(9 of 10)
The Senate hearings soon showed otherwise. Magruder testified that Mitchell and Dean had been deeply involved. Then the dismissed Dean took the stand in June and testified that Nixon himself had been lying, that he had known about the White House cover-up attempts since at least September 1972. He also disclosed that the White House kept hundreds of names on an "enemies list" and used tax investigations and other methods to harass them. But how could anyone prove such charges? That question received an astonishing answer a month later when a former White House official named Alexander Butterfield almost offhandedly told the committee that Nixon had installed voice-activated recorders that secretly taped all his White House conversations.
When the Senate committee promptly demanded the tapes, Nixon refused, claiming Executive privilege. The new Attorney General, Elliot Richardson, had appointed Harvard law professor Archibald Cox as a special prosecutor on the whole case, and Cox sent a subpoena for tapes he wanted to hear. Nixon refused him too. Judge Sirica upheld Cox's demand, so Nixon resisted him in the U.S. Court of Appeals, which backed Sirica.
Nixon then offered to produce an edited summary of the tapes. When Cox rejected that idea, Nixon on Oct. 20 angrily told Richardson to fire Cox. Richardson refused and resigned instead. Nixon told Deputy Attorney General William Ruckelshaus to fire Cox; he too refused and resigned. General Alexander Haig, Haldeman's successor as White House chief of staff, finally got Solicitor General Robert Bork to do the job, and so the "Saturday Night Massacre" ended, leaving the Nixon Administration a shambles. (In the midst of all this, it was almost incidental that Vice President Spiro Agnew resigned under fire for having taken graft and that he was replaced by Michigan Congressman Gerald Ford.)
The House began on Oct. 30 to look into the possibilities of impeachment. Inside the besieged White House, Nixon raged like a trapped animal. There were unconfirmed reports that he was drinking heavily, that he couldn't sleep, that he even wandered around late at night and spoke to the paintings on the walls. To a meeting of Associated Press editors, he piteously declared, "I am not a crook."

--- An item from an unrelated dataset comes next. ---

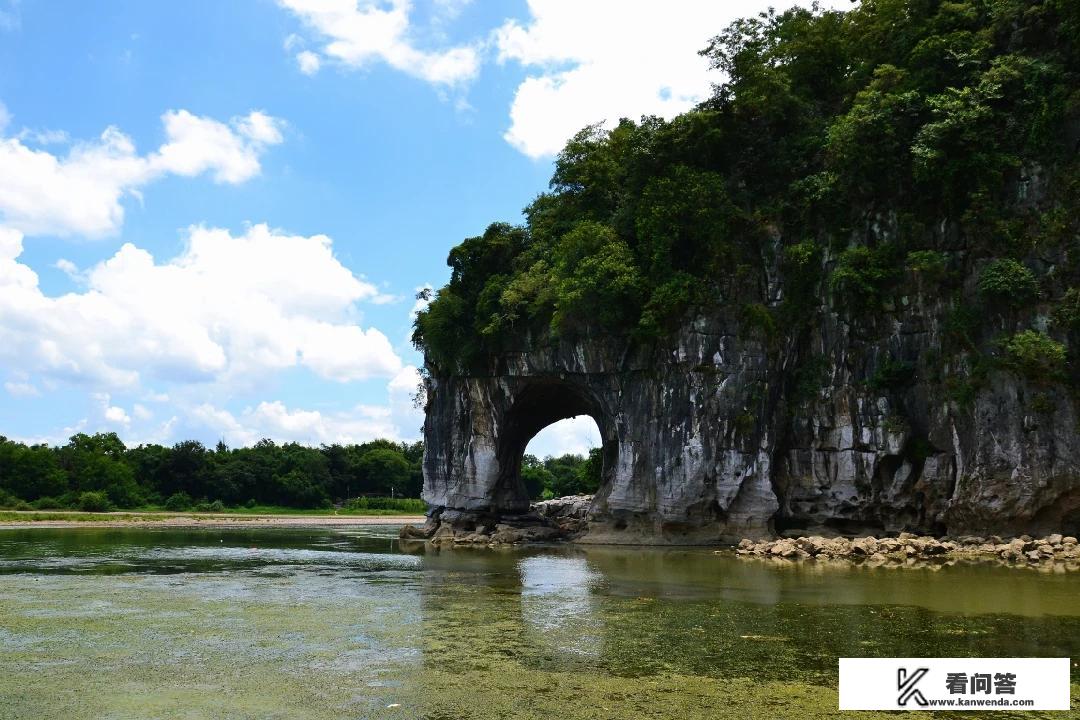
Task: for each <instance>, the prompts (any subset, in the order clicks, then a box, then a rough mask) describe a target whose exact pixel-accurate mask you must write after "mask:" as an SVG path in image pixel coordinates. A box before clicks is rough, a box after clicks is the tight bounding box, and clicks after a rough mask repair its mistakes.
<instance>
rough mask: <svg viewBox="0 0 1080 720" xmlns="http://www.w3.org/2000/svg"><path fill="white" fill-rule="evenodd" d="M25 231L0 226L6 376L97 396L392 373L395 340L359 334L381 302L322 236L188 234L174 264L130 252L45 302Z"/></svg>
mask: <svg viewBox="0 0 1080 720" xmlns="http://www.w3.org/2000/svg"><path fill="white" fill-rule="evenodd" d="M21 253H22V235H21V233H19V232H18V231H16V230H13V229H10V228H8V229H4V228H2V227H0V362H2V363H3V364H4V366H5V367H6V368H8V369H9V370H13V371H23V372H26V373H37V375H40V376H42V377H45V378H51V379H58V380H69V381H75V382H83V383H89V384H91V385H92V386H103V388H127V389H131V388H133V386H138V385H139V384H140V383H141V382H143V380H144V379H146V378H153V379H162V380H165V381H173V382H180V383H190V382H220V383H231V384H252V383H255V382H257V381H258V380H259V379H260V378H265V377H267V376H268V375H269V373H272V372H274V371H279V370H283V369H287V368H292V367H306V368H308V369H310V370H311V371H313V372H314V373H316V375H318V376H320V377H322V378H325V379H329V380H334V381H350V380H362V379H365V378H372V377H393V376H395V375H396V373H397V372H399V371H400V370H401V369H402V362H401V358H400V357H399V356H397V355H396V354H395V353H394V351H393V349H392V347H391V344H390V341H389V340H388V339H387V337H386V336H384V335H382V332H380V331H379V330H377V329H375V328H368V329H363V328H361V327H359V326H357V325H356V324H355V320H356V303H359V302H361V301H369V300H372V299H374V298H378V297H379V296H380V294H379V291H378V288H376V287H375V286H374V285H373V284H370V283H367V282H365V281H363V280H361V279H359V277H356V276H355V275H354V274H353V273H352V272H351V271H349V270H348V269H347V268H345V267H343V266H342V264H341V263H340V262H339V261H338V260H337V258H335V257H334V255H333V252H332V242H330V240H329V237H326V236H325V235H313V236H311V237H305V236H297V235H286V234H282V233H280V232H275V231H271V230H270V229H269V228H267V227H266V226H264V225H258V226H254V227H252V228H249V229H248V230H247V231H246V232H245V233H244V234H242V235H237V236H234V235H232V234H231V233H230V232H229V231H227V230H219V229H207V228H201V227H197V228H191V229H190V230H189V233H188V239H187V246H186V248H185V249H184V252H183V253H181V254H180V255H179V256H178V257H176V258H173V259H172V260H168V261H167V262H158V261H157V260H156V259H154V258H153V256H152V255H150V253H148V252H147V250H145V249H140V248H138V247H136V246H134V245H132V244H130V243H129V244H125V245H123V246H122V247H121V248H120V249H119V250H118V252H117V253H116V255H113V256H112V257H110V258H109V259H107V260H105V261H104V262H100V263H99V264H97V266H95V267H93V268H91V269H89V270H86V271H85V285H86V287H85V290H84V291H81V293H69V294H67V295H62V296H55V297H54V296H48V295H45V294H43V293H42V291H41V288H40V287H39V285H38V276H37V274H36V273H35V272H33V271H32V270H31V269H30V268H29V267H27V266H26V264H23V263H22V262H19V261H18V257H19V255H21Z"/></svg>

Special prosecutor Cox had by now been replaced by a conservative Texas attorney, Leon Jaworski, who appeared no less determined to get the tapes. ! Still resisting inch by inch, Nixon released 1,254 pages of edited transcripts. They were a revelation of the inner workings of the Nixon White House, a sealed-off fortress where a character designated as P in the transcripts talked endlessly and obscenely about all his enemies. "I want the most comprehensive notes on all those who tried to do us in," P said to Haldeman at one point, for example. "We have not used . . . the Justice Department, but things are going to change now." The edited tapes still left uncertainties about Nixon's involvement in the Watergate cover-up, however, so Jaworski insisted on the unedited originals of 64 specific tapes, transcripts and other documents. Nixon refused. Jaworski filed suit. The Supreme Court ruled unanimously that a President cannot withhold evidence in a criminal case (Mitchell, Haldeman, Ehrlichman and others were by now under indictment, and Nixon himself had been named by the grand jury as an "unindicted co- conspirator").